Anders Johansson almost 11 years

Or shorter: awk '{print length}' input.txt | sort | uniq -c
Adrian Frühwirth almost 11 years

@fedorqui It's not really portable though, so depending on the use case awk wins ;-) Just posted it because the OP specifically asked for something not involving another external language, which kind of also means awk (that's how I read it). On the upside, it's not even so much longer if you consider while read l;do((h[${#l}]++));done<file.txt;for l in "${!h[@]}";do echo "$l ${h[$l]}";done ...
glenn jackman almost 11 years

for golfing fun: perl -lnE '$c{+length}++}{say "$_ $c{$_}" for keys %c'
TrueY almost 11 years

Nice pipe snake, but counting and uniq could be done inside awk easily. I suppose sort also can be done in gawk. I prefer the pure bash solution.
Randall Cook about 10 years

I had a file with a pathologically long line (700-1000MB) and of all the one-liners here, only this one didn't crash. +1!
user82116 about 9 years

I did this but we have really long lines and sort doesn't sort numbers correctly by default (I got output like 1 9575 1 999 with this.

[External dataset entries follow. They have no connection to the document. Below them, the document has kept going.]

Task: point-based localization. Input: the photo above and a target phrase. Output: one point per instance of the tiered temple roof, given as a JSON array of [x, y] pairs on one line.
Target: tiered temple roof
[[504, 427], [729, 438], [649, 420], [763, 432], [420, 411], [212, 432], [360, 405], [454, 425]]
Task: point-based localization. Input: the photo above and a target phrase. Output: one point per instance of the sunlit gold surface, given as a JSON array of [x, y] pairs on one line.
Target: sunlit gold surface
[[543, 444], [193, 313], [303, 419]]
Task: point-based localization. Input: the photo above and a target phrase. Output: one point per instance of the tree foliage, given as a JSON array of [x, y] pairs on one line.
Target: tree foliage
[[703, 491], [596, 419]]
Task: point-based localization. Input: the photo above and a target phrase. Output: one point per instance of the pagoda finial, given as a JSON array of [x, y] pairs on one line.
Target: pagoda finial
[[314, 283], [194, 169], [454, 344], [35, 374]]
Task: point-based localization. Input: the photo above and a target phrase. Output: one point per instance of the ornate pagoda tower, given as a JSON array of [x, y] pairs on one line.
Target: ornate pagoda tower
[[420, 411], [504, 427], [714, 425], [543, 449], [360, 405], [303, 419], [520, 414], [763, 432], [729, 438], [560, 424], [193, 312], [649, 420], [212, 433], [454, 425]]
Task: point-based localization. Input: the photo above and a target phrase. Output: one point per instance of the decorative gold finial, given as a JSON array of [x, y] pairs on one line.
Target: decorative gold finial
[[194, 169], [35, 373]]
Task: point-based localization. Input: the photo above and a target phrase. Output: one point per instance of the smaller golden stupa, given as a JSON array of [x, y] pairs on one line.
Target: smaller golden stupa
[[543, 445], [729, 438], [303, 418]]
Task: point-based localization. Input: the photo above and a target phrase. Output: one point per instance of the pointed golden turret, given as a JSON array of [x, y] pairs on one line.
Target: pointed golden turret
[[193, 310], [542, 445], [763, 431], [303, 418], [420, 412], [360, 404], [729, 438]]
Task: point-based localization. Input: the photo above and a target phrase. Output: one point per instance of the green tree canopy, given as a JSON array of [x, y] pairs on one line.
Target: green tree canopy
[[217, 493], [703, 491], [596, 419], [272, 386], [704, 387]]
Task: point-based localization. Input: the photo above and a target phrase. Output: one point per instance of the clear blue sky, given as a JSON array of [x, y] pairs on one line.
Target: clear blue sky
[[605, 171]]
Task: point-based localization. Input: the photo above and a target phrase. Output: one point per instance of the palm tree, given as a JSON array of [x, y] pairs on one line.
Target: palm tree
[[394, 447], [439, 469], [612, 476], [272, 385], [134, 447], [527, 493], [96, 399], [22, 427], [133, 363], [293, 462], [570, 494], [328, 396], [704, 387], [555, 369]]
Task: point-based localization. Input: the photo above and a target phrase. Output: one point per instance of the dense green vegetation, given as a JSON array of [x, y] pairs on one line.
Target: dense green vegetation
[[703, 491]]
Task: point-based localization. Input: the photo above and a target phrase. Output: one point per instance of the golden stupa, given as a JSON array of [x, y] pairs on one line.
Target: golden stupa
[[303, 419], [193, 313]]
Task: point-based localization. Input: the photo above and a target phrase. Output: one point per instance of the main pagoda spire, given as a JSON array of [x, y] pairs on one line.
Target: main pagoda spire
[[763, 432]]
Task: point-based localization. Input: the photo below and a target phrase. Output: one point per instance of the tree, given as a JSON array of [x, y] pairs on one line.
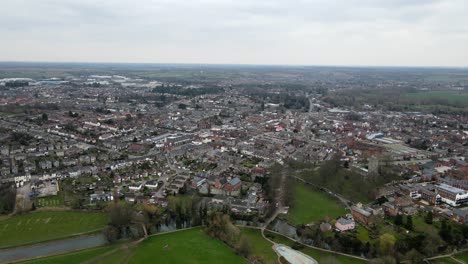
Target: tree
[[7, 198], [244, 248], [409, 223], [387, 243], [428, 218], [414, 257], [111, 233], [398, 220]]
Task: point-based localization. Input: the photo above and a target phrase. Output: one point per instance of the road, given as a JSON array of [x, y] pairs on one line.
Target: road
[[345, 201], [279, 201]]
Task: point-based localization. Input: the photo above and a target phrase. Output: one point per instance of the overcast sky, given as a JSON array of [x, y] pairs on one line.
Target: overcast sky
[[314, 32]]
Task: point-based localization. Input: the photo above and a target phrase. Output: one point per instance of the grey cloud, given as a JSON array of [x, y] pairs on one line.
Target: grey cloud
[[236, 31]]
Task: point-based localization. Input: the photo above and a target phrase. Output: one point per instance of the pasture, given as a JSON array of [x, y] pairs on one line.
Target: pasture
[[313, 205], [43, 226]]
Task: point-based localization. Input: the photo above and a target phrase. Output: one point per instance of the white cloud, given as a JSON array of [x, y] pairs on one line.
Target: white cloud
[[340, 32]]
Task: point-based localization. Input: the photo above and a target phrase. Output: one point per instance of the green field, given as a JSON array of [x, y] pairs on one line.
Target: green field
[[190, 246], [261, 248], [72, 258], [362, 234], [312, 206], [315, 253], [462, 256], [43, 226]]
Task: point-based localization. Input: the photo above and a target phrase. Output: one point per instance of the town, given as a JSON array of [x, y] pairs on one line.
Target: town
[[298, 157]]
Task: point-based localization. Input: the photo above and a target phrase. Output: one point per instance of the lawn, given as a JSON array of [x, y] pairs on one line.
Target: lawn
[[72, 258], [43, 226], [312, 206], [362, 234], [190, 246], [260, 247], [444, 261], [318, 255], [462, 256]]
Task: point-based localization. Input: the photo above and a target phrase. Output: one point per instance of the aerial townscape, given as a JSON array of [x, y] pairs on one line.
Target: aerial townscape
[[234, 132], [121, 163]]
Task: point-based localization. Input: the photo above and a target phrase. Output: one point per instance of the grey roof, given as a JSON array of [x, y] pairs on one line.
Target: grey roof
[[234, 181]]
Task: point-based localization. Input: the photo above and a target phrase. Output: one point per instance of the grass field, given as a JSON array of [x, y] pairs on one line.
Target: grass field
[[51, 201], [462, 256], [43, 226], [312, 206], [445, 261], [190, 246], [72, 258], [260, 247], [318, 255], [362, 234]]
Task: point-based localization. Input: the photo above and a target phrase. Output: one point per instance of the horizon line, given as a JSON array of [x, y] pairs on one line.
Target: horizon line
[[234, 64]]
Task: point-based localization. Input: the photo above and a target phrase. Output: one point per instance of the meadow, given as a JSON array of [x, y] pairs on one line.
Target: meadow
[[190, 246], [43, 226], [312, 206]]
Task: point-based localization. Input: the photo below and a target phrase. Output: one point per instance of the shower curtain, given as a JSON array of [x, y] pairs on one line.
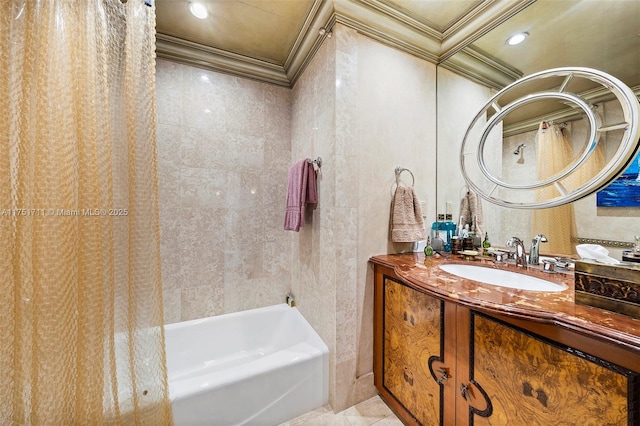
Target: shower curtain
[[554, 153], [81, 326]]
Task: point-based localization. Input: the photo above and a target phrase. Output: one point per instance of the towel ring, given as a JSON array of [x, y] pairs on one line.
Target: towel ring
[[402, 169]]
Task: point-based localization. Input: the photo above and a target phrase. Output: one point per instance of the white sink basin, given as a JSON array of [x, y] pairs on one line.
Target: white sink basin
[[502, 278]]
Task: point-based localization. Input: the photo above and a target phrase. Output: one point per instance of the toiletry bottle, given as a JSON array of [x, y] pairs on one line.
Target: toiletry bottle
[[428, 250], [486, 244]]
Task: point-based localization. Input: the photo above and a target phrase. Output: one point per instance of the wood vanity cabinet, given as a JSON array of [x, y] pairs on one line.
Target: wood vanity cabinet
[[437, 362]]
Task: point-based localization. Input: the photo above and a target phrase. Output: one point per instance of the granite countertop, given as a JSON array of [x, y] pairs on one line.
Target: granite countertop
[[558, 308]]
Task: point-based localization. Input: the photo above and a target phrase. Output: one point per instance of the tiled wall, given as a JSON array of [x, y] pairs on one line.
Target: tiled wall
[[365, 108], [223, 154], [224, 148]]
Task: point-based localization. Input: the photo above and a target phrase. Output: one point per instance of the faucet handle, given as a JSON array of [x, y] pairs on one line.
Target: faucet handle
[[511, 242], [541, 238]]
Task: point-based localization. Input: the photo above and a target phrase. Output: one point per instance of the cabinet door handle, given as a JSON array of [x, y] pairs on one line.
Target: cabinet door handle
[[464, 392], [444, 376]]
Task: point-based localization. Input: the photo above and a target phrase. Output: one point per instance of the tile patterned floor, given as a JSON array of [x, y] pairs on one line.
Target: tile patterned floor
[[370, 412]]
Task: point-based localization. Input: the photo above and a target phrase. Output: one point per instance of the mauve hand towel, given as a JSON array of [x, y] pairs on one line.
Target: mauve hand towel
[[407, 225], [296, 195], [312, 188]]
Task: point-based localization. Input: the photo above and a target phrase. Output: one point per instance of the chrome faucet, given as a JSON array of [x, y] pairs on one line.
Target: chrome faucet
[[521, 254], [534, 257]]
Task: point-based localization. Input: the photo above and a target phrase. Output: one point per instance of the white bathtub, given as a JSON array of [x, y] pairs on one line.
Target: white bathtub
[[258, 367]]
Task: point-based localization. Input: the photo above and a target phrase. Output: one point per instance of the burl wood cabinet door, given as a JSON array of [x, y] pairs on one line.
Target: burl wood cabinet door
[[413, 341], [519, 378]]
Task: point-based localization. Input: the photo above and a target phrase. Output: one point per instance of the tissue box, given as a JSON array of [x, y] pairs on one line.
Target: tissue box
[[612, 287]]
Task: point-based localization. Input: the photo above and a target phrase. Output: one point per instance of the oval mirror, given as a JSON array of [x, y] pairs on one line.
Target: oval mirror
[[567, 168]]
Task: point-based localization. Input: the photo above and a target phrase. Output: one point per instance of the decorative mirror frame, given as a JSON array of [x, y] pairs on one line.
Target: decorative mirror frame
[[625, 153]]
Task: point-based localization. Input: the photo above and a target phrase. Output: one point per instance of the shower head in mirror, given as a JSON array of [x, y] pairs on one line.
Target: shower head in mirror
[[572, 177]]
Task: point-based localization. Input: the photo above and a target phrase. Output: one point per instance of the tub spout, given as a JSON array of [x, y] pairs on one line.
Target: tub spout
[[290, 300]]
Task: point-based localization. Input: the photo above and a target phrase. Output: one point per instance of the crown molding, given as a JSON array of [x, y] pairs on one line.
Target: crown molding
[[201, 56], [482, 68], [479, 22], [376, 20]]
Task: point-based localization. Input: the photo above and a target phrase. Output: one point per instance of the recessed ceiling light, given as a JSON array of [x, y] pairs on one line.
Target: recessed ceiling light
[[198, 10], [516, 39]]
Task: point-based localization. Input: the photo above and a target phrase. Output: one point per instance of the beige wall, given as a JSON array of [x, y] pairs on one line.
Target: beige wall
[[223, 154], [224, 148], [365, 108]]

To correctly sort numbers use sort -g, making the original awk '{print length}' input.txt | sort -g | uniq -c
imrek over 4 years

wc -c counts the bytes, not the characters. If you have multibyte characters, you'll get larger numbers. Try echo -n "你好" | wc -c vs. ` echo -n "你好" | wc -m`.
Maksym Ganenko over 4 years

@DrunkenMaster You must be right, should I just replace wc -c with wc -m ?
imrek over 4 years

I think it will be clear now for anyone reading your answer, it's enough to refer to the comment above.
Hashim Aziz over 3 years

@user82116 I believe replacing that sort command with LC_ALL=C sort would have the advantages of sorting characters properly too, as well as being faster.
Chris Noe almost 3 years

This does not count trailing spaces. $line needs to be quoted.